Valkyria Chronicles 3 - Senjou no Valkyria 3 [PSP]

Need help translating games in other languages? Have your language problems solved here.
[Unknown]
ultra-n00b
Posts: 2
Joined: Mon Jun 04, 2012 8:12 am

Re: Valkyria Chronicles 3 - Senjou no Valkyria 3 [PSP]

Post by [Unknown] » Sat Aug 25, 2012 7:53 pm

rev3rsix wrote:No help? No advice?
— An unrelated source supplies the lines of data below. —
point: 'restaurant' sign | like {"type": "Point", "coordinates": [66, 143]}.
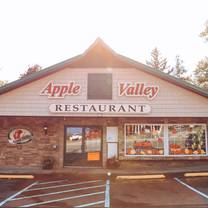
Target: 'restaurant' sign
{"type": "Point", "coordinates": [137, 89]}
{"type": "Point", "coordinates": [100, 108]}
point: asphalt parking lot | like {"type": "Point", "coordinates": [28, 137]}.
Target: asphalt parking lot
{"type": "Point", "coordinates": [65, 192]}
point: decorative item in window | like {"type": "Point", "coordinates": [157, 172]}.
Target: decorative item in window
{"type": "Point", "coordinates": [187, 140]}
{"type": "Point", "coordinates": [19, 136]}
{"type": "Point", "coordinates": [144, 139]}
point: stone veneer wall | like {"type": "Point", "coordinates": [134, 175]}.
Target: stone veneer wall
{"type": "Point", "coordinates": [31, 154]}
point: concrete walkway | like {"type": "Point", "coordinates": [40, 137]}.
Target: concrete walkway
{"type": "Point", "coordinates": [126, 168]}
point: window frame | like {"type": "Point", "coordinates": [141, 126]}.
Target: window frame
{"type": "Point", "coordinates": [166, 140]}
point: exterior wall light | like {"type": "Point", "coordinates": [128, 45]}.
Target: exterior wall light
{"type": "Point", "coordinates": [45, 129]}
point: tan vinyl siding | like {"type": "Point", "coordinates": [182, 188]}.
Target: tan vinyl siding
{"type": "Point", "coordinates": [171, 101]}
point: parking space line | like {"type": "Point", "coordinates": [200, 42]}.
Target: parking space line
{"type": "Point", "coordinates": [43, 183]}
{"type": "Point", "coordinates": [107, 194]}
{"type": "Point", "coordinates": [63, 199]}
{"type": "Point", "coordinates": [190, 187]}
{"type": "Point", "coordinates": [64, 185]}
{"type": "Point", "coordinates": [58, 192]}
{"type": "Point", "coordinates": [90, 204]}
{"type": "Point", "coordinates": [18, 193]}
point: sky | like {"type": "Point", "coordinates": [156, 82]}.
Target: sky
{"type": "Point", "coordinates": [46, 32]}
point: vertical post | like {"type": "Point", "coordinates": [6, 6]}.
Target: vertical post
{"type": "Point", "coordinates": [107, 191]}
{"type": "Point", "coordinates": [166, 140]}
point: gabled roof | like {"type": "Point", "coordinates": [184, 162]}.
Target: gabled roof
{"type": "Point", "coordinates": [100, 55]}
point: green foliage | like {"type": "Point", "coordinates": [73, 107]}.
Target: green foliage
{"type": "Point", "coordinates": [204, 34]}
{"type": "Point", "coordinates": [3, 82]}
{"type": "Point", "coordinates": [31, 70]}
{"type": "Point", "coordinates": [178, 70]}
{"type": "Point", "coordinates": [201, 73]}
{"type": "Point", "coordinates": [157, 61]}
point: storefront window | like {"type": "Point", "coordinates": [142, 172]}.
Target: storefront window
{"type": "Point", "coordinates": [92, 139]}
{"type": "Point", "coordinates": [144, 139]}
{"type": "Point", "coordinates": [187, 139]}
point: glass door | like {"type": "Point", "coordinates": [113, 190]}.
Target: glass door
{"type": "Point", "coordinates": [83, 146]}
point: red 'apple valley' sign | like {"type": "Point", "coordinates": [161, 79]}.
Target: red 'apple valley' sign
{"type": "Point", "coordinates": [137, 89]}
{"type": "Point", "coordinates": [61, 90]}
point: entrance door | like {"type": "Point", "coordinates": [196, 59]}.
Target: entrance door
{"type": "Point", "coordinates": [83, 146]}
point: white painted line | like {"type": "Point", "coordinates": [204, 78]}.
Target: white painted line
{"type": "Point", "coordinates": [17, 176]}
{"type": "Point", "coordinates": [137, 177]}
{"type": "Point", "coordinates": [196, 174]}
{"type": "Point", "coordinates": [43, 183]}
{"type": "Point", "coordinates": [14, 195]}
{"type": "Point", "coordinates": [107, 194]}
{"type": "Point", "coordinates": [58, 192]}
{"type": "Point", "coordinates": [190, 187]}
{"type": "Point", "coordinates": [90, 204]}
{"type": "Point", "coordinates": [70, 184]}
{"type": "Point", "coordinates": [63, 199]}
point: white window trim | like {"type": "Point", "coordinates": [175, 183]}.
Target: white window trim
{"type": "Point", "coordinates": [166, 140]}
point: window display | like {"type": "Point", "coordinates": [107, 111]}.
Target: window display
{"type": "Point", "coordinates": [180, 139]}
{"type": "Point", "coordinates": [187, 139]}
{"type": "Point", "coordinates": [144, 139]}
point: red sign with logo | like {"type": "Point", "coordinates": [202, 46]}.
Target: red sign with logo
{"type": "Point", "coordinates": [61, 90]}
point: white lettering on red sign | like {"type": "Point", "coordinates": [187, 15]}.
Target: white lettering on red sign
{"type": "Point", "coordinates": [60, 90]}
{"type": "Point", "coordinates": [137, 89]}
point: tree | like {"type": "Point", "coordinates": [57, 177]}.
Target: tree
{"type": "Point", "coordinates": [201, 73]}
{"type": "Point", "coordinates": [178, 70]}
{"type": "Point", "coordinates": [204, 34]}
{"type": "Point", "coordinates": [3, 82]}
{"type": "Point", "coordinates": [157, 61]}
{"type": "Point", "coordinates": [31, 70]}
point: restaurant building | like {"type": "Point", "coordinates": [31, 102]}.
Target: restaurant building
{"type": "Point", "coordinates": [100, 105]}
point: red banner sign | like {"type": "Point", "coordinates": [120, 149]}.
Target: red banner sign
{"type": "Point", "coordinates": [61, 90]}
{"type": "Point", "coordinates": [137, 89]}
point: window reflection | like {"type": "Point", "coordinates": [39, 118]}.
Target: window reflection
{"type": "Point", "coordinates": [187, 139]}
{"type": "Point", "coordinates": [92, 139]}
{"type": "Point", "coordinates": [74, 140]}
{"type": "Point", "coordinates": [144, 139]}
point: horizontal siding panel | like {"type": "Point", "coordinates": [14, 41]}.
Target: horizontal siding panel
{"type": "Point", "coordinates": [170, 101]}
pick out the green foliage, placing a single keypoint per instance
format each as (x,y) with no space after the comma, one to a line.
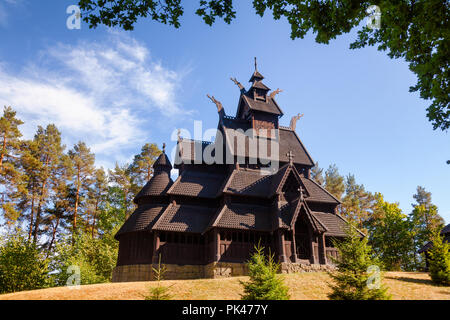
(264,283)
(440,260)
(22,265)
(416,31)
(317,174)
(352,278)
(425,221)
(159,292)
(357,204)
(334,182)
(390,235)
(96,259)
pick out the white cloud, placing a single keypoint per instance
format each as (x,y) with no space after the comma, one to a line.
(95,92)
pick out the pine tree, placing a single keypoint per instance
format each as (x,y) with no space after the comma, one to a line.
(11,178)
(440,260)
(264,283)
(353,279)
(96,198)
(83,175)
(425,221)
(46,158)
(334,182)
(142,167)
(122,178)
(390,235)
(357,203)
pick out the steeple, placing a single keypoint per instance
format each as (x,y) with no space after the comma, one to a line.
(258,90)
(162,164)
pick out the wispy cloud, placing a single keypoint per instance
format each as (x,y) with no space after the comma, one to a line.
(96,92)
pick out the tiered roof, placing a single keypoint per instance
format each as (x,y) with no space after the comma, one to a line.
(205,197)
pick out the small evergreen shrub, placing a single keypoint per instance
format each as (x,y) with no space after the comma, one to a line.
(353,280)
(440,261)
(22,265)
(264,283)
(159,292)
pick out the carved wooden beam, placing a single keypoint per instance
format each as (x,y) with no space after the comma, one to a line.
(294,120)
(274,93)
(216,102)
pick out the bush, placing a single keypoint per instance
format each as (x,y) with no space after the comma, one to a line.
(96,258)
(352,278)
(22,265)
(159,292)
(440,261)
(264,283)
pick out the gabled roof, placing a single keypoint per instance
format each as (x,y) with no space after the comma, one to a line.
(256,76)
(260,85)
(248,183)
(185,218)
(198,184)
(158,185)
(318,193)
(287,141)
(244,217)
(162,161)
(269,106)
(142,219)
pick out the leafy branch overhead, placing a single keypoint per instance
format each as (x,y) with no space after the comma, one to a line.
(417,31)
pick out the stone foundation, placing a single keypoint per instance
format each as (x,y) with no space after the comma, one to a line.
(143,272)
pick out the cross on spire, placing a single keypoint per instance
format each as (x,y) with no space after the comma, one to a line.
(290,155)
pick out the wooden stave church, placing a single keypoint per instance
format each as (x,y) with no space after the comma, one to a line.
(207,222)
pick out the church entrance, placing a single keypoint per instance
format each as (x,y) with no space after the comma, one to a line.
(302,238)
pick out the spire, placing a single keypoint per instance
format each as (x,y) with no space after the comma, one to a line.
(256,76)
(163,162)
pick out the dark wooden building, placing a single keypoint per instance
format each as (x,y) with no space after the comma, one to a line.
(207,222)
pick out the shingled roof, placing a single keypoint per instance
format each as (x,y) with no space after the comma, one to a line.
(158,185)
(185,218)
(161,180)
(269,105)
(249,183)
(243,216)
(198,184)
(317,193)
(142,219)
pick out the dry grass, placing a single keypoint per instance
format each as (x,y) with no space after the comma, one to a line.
(303,286)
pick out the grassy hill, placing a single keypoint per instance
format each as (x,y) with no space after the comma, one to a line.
(309,286)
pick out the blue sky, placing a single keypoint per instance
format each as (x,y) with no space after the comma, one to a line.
(117,90)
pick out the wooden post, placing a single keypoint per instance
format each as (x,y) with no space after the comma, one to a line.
(156,245)
(323,248)
(294,246)
(216,245)
(281,249)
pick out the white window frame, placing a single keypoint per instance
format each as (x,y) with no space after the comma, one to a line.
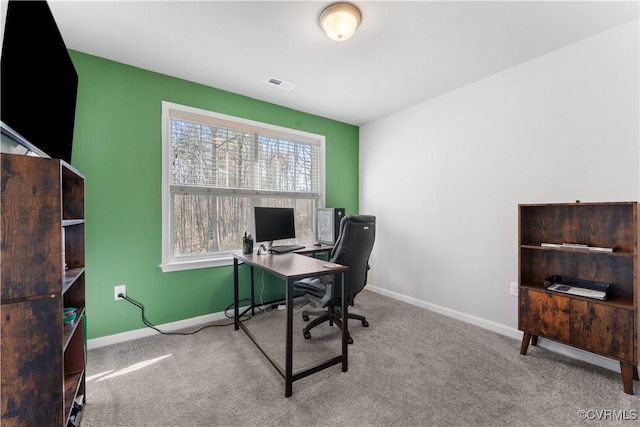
(169,261)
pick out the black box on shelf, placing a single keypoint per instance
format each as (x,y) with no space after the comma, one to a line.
(580,287)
Nothing?
Here's some information:

Code: Select all

# Valkyria Chronicles 3 - File Formats

## DATA.BIN datafile

This is a PGD-encrypted CPK file.  The file can be decrypted by using JPCSP's
CryptoEngine code, or by simply running the game with certain settings
enabled.

### CPK file

The actual CPK has a general format, and can be worked with using CRIWARE's
crifilesystem utilities.  The game appears to accept CPKs generated by older
versions of the CRIWARE's softare.

The general format seems to consist of:

 * 2048 byte general header.
 * TOC (file records, filenames.)
 * file data (in blocks of 2048 bytes.)

### CPK TOC

The actual structure of the TOC was not really deciphered, except that it has
24-byte records (starting 91 bytes in?) for each file within the CPK.  These
files are identified by filename, and the ID is not important (so they can be
in any order.)

The 24 bytes are 6 big-endian DWORDs, and include the filename pointer, ID,
length, and position of the file data.

## Files inside the CPK

There are several types of files in the CPK, but they all use a common
overall format.  High level, it looks something like this:

 * packet header
   * packet data
   * packet header
     * packet data
 * packet header
   * packet data

The NAD files don't exactly conform to this format, though, for some reason.

### Packet headers

Each packet has a 4 byte identifier, like MTPA.  The header format appears
to follow this format (in little endian):

 * char[4] magic;
 * uint32 packet_size; // not including header, round up to 16.
 * uint32 header_size;
 * uint32 flags;

If the header_size is 32 or greater (except for MSCR packets), the next
16 bytes are as follows:

 * ubyte[4] unknown;
 * uint32 data_size; // not including header, round up to 16.
 * ubyte[4] unknown;
 * ubyte[4] unknown;

### Packet data and sub-packets

For packets with headers of 32 bytes or more, there may be "sub-packets."
These generally look like:

	+------------------------------+
	| Containing Packet Header     |
	+------------------------------+
	| Containing Packet Data       |
	| ...                          |
	|                              |
	| +--------------------------+ |
	| | Sub Packet #1 Header     | |
	| +--------------------------+ |
	| | Sub Packet #1 Data       | |
	| |                          | |
	| +--------------------------+ |
	| | Sub Packet #2 Header     | |
	| +--------------------------+ |
	| | Sub Packet #2 Data       | |
	| |                          | |
	| +--------------------------+ |
	+------------------------------+

Everything is aligned to 16 bytes, which is very convenient for hex editors.
The data size or packet size can be 0, which means there's no data.

### Sub-structures

Even though the files already have a nesting capability for the headers,
sometimes there will be a data packet that is opaque, but itself is just
another file formatted in this same way (with headers and nesting all over
again.)

For example, MLX files (which contain graphics) have an IZCA packet that
works exactly this way.

### XOR encryption

Some files have their data segments encrypted using a rolling XOR.  How
it determines the first byte is not understood, but generally not needed
because the files follow a consistent format.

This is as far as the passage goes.